L’arrêt rendu par le Conseil d’Etat le 16 décembre 2016 apporte aussi des précisions sur ce sujet (CE, 16 décembre 2016, nº 391452, SA Ligérienne Granulats nº 391688, MEEDE) : le document d’urbanisme local en vigueur au jour de la délivrance de l’autorisation est opposable à ladite autorisation. En cas de méconnaissance de la règle d’urbanisme en vigueur à la date de l’autorisation, le juge du plein contentieux des ICPE peut prendre en compte que, au jour où il statue, le PLU a été modifié et ne fait plus obstacle à l’implantation d’installations relevant de la catégorie de celle en cause. En outre, l’on peut exciper de l’illégalité du PLU pour demander l’annulation de l’autorisation ICPE, mais, comme l’illégalité de PLU a pour effet de remettre en vigueur les règles qui s’appliquait auparavant, pour que l’autorisation soit annulée sur ce fondement, encore faut-il qu’elle ne respecte pas les règles d’urbanisme remise en vigueur.

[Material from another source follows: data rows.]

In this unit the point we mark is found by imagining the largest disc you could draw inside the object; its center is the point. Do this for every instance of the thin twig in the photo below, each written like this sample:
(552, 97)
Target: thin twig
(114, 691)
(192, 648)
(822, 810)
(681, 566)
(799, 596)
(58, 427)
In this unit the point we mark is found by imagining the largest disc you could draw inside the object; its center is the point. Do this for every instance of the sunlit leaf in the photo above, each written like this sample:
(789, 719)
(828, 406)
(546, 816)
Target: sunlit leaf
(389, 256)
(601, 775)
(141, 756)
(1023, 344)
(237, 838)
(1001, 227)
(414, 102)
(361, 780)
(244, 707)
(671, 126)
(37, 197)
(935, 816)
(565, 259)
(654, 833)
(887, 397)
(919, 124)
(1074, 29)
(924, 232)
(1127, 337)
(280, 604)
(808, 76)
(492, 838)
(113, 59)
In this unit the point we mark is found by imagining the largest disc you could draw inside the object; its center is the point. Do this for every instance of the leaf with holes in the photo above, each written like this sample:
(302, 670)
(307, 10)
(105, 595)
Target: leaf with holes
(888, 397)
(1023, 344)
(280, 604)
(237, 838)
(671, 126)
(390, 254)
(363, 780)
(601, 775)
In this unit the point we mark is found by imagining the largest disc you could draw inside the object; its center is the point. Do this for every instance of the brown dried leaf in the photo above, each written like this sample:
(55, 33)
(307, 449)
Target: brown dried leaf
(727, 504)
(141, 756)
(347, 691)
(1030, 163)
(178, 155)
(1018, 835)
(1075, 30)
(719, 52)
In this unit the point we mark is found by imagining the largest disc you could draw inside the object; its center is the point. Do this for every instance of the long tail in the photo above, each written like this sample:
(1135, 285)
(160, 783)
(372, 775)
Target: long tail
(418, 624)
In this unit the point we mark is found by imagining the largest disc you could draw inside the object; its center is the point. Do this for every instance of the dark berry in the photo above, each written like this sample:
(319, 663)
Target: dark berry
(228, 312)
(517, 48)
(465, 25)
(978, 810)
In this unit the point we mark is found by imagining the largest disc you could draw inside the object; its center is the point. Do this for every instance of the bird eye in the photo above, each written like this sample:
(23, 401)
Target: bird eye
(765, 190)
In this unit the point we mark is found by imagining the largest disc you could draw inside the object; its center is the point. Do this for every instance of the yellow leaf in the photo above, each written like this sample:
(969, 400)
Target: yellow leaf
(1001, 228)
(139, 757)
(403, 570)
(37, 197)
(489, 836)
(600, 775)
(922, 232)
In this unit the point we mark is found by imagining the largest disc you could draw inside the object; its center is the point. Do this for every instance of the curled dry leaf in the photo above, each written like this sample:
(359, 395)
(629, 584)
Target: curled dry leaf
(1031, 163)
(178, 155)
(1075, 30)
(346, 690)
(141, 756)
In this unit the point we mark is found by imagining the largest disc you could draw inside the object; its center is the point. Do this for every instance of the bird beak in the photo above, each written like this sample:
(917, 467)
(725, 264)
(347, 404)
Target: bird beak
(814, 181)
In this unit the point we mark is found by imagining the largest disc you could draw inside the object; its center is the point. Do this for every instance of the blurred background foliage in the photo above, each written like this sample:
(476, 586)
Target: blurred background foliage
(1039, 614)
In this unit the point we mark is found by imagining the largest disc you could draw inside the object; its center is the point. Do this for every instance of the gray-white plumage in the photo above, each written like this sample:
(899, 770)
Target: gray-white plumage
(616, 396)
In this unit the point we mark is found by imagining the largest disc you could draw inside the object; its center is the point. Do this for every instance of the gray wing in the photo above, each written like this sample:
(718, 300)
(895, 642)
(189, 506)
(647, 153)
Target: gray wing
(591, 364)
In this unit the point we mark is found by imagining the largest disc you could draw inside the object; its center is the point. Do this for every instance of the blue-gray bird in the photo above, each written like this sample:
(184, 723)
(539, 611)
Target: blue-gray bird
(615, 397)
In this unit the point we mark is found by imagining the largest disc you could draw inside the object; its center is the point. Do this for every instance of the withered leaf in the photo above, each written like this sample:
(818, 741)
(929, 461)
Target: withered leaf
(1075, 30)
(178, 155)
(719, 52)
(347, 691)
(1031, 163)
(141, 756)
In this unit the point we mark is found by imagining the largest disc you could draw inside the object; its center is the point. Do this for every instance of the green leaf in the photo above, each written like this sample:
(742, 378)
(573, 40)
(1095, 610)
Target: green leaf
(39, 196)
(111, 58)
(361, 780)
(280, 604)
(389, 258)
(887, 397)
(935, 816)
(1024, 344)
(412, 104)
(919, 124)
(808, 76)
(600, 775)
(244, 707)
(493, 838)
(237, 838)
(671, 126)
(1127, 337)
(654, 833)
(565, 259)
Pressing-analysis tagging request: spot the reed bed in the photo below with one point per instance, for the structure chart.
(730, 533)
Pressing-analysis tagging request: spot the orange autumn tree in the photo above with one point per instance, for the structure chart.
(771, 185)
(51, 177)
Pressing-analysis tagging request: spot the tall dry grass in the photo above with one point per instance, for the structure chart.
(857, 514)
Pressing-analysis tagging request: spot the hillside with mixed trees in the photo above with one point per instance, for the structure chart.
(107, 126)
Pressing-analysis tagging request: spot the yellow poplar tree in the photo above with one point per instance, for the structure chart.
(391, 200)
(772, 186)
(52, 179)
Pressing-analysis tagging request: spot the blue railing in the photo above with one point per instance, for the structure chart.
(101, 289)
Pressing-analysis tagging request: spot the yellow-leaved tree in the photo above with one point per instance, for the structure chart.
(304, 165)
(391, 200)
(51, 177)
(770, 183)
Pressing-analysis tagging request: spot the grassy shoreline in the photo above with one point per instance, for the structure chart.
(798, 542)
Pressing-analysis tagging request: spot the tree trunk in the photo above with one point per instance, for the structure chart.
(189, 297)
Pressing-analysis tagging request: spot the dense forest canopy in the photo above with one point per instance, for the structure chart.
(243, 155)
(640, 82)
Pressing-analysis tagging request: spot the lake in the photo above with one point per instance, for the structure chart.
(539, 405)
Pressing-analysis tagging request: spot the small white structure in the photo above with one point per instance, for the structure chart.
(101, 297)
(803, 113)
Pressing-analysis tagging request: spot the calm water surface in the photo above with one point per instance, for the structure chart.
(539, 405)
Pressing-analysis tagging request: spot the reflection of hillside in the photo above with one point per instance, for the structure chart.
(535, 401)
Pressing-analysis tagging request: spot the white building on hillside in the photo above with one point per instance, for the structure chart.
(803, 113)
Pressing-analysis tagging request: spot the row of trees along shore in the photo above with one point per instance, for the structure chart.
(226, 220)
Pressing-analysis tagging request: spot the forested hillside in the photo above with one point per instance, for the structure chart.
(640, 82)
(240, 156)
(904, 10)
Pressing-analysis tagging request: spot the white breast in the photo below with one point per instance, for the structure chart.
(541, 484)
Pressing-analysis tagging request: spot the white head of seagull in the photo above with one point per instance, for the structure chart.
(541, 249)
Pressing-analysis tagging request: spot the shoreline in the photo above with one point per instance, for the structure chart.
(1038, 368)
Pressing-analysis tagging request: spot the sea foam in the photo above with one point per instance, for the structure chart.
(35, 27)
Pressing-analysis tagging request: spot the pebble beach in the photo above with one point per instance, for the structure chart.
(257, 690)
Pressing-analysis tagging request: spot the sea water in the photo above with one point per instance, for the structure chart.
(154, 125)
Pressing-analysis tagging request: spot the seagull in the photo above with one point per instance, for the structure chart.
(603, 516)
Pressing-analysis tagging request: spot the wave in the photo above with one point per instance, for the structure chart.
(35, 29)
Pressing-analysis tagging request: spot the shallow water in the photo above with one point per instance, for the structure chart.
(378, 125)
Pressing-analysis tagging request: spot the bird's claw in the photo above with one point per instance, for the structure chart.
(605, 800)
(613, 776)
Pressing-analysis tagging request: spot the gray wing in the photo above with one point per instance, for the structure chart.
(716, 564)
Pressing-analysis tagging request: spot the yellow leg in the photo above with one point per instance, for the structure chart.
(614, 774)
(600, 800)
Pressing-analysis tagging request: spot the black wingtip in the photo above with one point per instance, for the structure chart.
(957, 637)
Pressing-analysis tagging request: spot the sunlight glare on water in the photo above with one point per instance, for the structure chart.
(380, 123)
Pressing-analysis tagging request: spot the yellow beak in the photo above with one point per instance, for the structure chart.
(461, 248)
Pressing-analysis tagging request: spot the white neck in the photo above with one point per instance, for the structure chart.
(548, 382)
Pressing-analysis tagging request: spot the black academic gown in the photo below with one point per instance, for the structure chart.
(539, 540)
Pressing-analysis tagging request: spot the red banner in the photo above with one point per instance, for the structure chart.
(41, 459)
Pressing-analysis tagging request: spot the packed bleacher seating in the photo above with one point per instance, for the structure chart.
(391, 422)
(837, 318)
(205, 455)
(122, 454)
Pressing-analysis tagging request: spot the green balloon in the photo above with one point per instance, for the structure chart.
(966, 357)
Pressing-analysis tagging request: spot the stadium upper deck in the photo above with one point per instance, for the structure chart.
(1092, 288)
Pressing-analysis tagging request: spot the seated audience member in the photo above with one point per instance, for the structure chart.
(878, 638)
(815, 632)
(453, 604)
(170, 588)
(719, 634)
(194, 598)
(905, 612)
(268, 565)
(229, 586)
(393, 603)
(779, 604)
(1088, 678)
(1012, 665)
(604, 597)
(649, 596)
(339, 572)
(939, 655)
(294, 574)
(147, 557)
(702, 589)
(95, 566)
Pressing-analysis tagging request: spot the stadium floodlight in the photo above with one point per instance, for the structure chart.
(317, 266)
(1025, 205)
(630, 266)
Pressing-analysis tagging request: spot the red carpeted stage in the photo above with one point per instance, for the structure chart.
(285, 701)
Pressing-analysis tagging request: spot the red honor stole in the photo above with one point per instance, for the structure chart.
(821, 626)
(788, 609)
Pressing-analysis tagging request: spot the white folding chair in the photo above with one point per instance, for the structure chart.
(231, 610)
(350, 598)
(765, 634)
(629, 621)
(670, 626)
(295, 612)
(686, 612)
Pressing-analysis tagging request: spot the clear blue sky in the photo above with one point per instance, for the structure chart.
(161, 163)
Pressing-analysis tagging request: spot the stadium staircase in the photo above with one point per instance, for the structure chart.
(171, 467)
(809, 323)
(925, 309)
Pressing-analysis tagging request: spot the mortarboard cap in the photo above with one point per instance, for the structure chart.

Droit de l’urbanisme et droit des installations classées entretiennent donc une relation poreuse ; une approche pragmatique du principe d’indépendance des législations semble judicieuse : sans le renier totalement, sa nécessité étant reconnue au plan juridique, le législateur et la jurisprudence y apportent des palliatifs afin de permettre une appréhension réaliste de l’articulation entre droit de l’urbanisme et droit des installations classées.